Таким образом, квартира дяди Вайсплатта являла собой типичный образец типичного образцового американского вкуса, потому что в ней невозможно было найти хоть что-нибудь, о чем не упоминалось бы на страницах любого приличного каталога заказов.
Длиннющий стол с двадцатью четырьмя стульями при нем был поставлен компанией «Липпман и Фербер». Сервант со всеми хрустальными рюмками, рюмочками и стаканчиками в нем, серебряные столовые приборы и элегантная веджвудская посуда — все это было приобретено по случаю юбилейной распродажи в Торговом доме «Хайноцкий», в Вашингтонском сквере.
И даже Салли Вайсплатт, третья жена дядюшки-миллионера, на все сто процентов соответствовала идеалу пятидесяти миллионов американок. Она была американской девушкой мечты с мурлыкающим голосом ангорской кошки и с ослепительной улыбкой, буквально слепленной с рекламы зубного эликсира. У нее была безупречная фигура среднестатистической манекенщицы, а личико ее было поразительно схоже с бесчисленными личиками красоток, улыбающихся нам с обложек столь же бесчисленных ежедневных изданий. Она была приведена в дом ровно через девять месяцев после кончины предыдущей супруги его хозяина и с тех пор не уставала утверждать, что никогда прежде не была так счастлива, как теперь. Она относилась к своему мужу с такой же неподдельной нежностью, как и к своему автомобилю, к своей личной яхте, а также к чековой книжке Бостонского банка, с которой она ни на минуту не расставалась.
Грациозным жестом руки велела она всем одиннадцати парням присесть, успев при этом отметить, что даже неуклюжий Мордехай выглядит изящней и привлекательней, чем тот дородный господин Гемаль, с которым она когда-то познакомилась при посредничестве брачной конторы «Маккаби» на Второй авеню.
Женский инстинкт подсказывал ей, что неожиданное появление в их доме этих одиннадцати родичей может серьезно поколебать его привычное равновесие. Поэтому она сразу и вполне откровенно обозначила четкую дистанцию, которой в доме Вайсплаттов гостям следует придерживаться. При этом она не переставая грызла конфетки и то и дело выглядывала в окно.
Что же до дядюшки Вайсплатта, то он, напротив, демонстративно расточал гостеприимство, подливая племянникам светлое вино.

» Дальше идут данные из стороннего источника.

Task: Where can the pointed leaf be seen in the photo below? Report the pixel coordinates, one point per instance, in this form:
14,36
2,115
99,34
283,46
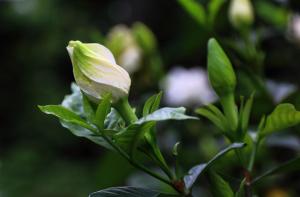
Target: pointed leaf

— Запомните, бойз, я совсем не филантроп. Я уже заплатил за вас десять тысяч долларов, потому что вы являетесь сыновьями моей родной сестры Ноэми, которую я люблю и почитаю, как мою собственную супругу. Не подумай превратно, Салли, тебя я люблю по-другому, и ты, крошка, хорошо знаешь как! Но заплаченные за вас деньги я хотел бы вернуть, к тому же — с процентами…
— Сомневаюсь, — заметил, между прочим, Адам, — что наш отец отстегнет их вам. Он у нас бройгес — злопамятный, и никогда не простит нас.
— Ваш отец? Какое отношение имеет Янкель Камински к вашим долгам? Ни черта он не имеет! Вы сами будете работать, и, значит, я верну мои деньги.
— Что ты на нас заработаешь? — спросил старший из братьев насмешливым тоном.
— Двести процентов, бойз, или я расшевелю вас пинками!
— А если мы не согласимся, дядя Вайсплатт?
— У вас нет никаких документов, парни, не забывайте об этом. Итак, чему вы в жизни учились?
— Я — студент-дипломник в области философии.
— Пустота. Дальше?
— Ицхак учился в Академии искусств.
— Тот же нуль. Дальше?
— Шломе пишет диссертацию о римском праве.
— Этим не прокормишься. Следующий?
— Мордехай — учитель физкультуры.
— Наконец первый нормальный человек. Дальше?
— Мойше — студент-химик.
— Тоже неплохо. Дальше?
— Лазик учился в консерватории на музыканта.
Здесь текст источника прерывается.